Nei tanti, tantissimi confronti verbali che, dalla mattina presto a notte fonda, dominano il panorama televisivo non sempre, anzi quasi mai, è possibile stabilire un vincitore.
Proprio come accade tra certi lottatori, il contendente avvinghia la propria opinione a quella dell’avversario bloccando così il confronto in una sorta di stallo nel quale lo spettatore può vedere, quasi fosse un’illusione ottica, il successo della parte alla quale si sente più affine. In molti casi, poi, lo spettatore stesso non ha la forza né la voglia di stabilire chi abbia prevalso in un epico scontro di meningi tra Santanché e Barbacetto o tra Gasparri e Palombelli: egli, o ella, vivacchia privandosi di tanta determinazione.
Va detto che, almeno fino a ieri, c’era un infallibile indicatore che permetteva di stabilire, più che il vincitore, il sicuro sconfitto. Non appena uno dei contendenti se ne usciva con il classico «ben altri sono i problemi», sapevamo che, pur senza ammetterlo, stava alzando bandiera bianca. Il «ben altri» si presentava in varie forme: «Mentre problemi urgentissimi affliggono il Paese, noi perdiamo tempo a discutere di...»; oppure «Parlano di questo per distrarre la gente e far dimenticare quali sono le questioni importanti». Qualunque variante del «ben altri» venisse adottata, il messaggio autentico traspariva in controluce: «Non ho più argomenti, parliamo d’altro».

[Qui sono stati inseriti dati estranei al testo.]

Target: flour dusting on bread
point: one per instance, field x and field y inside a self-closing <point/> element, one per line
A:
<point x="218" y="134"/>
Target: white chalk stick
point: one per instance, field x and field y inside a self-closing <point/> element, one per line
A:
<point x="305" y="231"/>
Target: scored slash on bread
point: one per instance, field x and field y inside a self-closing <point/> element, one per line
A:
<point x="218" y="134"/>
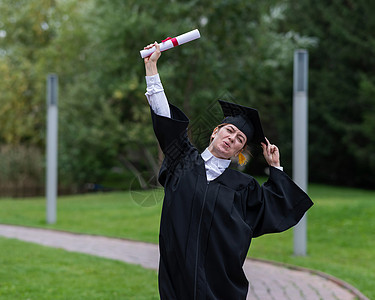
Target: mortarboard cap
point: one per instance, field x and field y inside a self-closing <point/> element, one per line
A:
<point x="245" y="119"/>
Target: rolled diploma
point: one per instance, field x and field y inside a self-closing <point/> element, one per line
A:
<point x="181" y="39"/>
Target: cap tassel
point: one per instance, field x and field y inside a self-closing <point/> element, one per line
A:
<point x="242" y="159"/>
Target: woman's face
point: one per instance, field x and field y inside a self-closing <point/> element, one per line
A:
<point x="227" y="141"/>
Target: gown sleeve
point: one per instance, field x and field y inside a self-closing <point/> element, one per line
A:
<point x="171" y="134"/>
<point x="281" y="204"/>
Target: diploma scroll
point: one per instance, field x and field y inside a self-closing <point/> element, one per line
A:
<point x="173" y="42"/>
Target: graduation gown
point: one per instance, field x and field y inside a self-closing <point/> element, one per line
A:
<point x="206" y="227"/>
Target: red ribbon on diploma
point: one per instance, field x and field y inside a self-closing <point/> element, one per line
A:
<point x="174" y="41"/>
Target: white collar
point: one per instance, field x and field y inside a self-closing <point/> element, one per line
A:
<point x="219" y="162"/>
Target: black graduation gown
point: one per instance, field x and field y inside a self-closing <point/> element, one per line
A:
<point x="206" y="227"/>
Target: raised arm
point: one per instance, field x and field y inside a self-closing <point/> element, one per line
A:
<point x="155" y="91"/>
<point x="151" y="61"/>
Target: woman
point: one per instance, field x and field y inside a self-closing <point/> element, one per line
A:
<point x="211" y="212"/>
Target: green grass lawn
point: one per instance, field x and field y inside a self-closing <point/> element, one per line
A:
<point x="29" y="271"/>
<point x="341" y="227"/>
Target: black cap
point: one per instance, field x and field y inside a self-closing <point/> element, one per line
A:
<point x="245" y="119"/>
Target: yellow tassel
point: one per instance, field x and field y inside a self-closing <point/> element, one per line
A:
<point x="242" y="159"/>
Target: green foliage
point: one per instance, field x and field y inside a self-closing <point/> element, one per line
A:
<point x="21" y="169"/>
<point x="340" y="227"/>
<point x="341" y="88"/>
<point x="245" y="55"/>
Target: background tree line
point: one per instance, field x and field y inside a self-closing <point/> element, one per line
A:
<point x="245" y="55"/>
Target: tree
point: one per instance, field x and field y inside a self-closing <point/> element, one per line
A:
<point x="341" y="88"/>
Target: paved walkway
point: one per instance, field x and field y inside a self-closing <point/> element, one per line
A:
<point x="267" y="280"/>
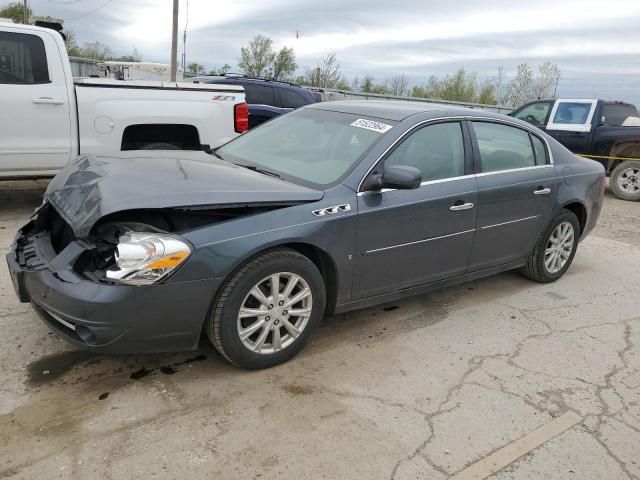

Negli ultimi tempi però l’uso del «ben altro» è diventato talmente frequente, scoperto, arrogante per non dire sfacciatamente stupido, da far pensare che, tutti, contendenti e spettatori, personaggi televisivi e teleutenti, abbiano assorbito e digerito questo puerile espediente al punto da considerarlo, a tutti gli effetti, un argomento sensato.
Pare necessario, dunque, un appello alla lucidità collettiva: non appena sentite «ben altro» indietreggiate, quando qualcuno, nel mezzo di una discussione punta il dito altrove, smascherate la sua sconfitta. Sarà una piccola ma impagabile soddisfazione. Anche se, me ne rendo conto, ben altri sono i problemi.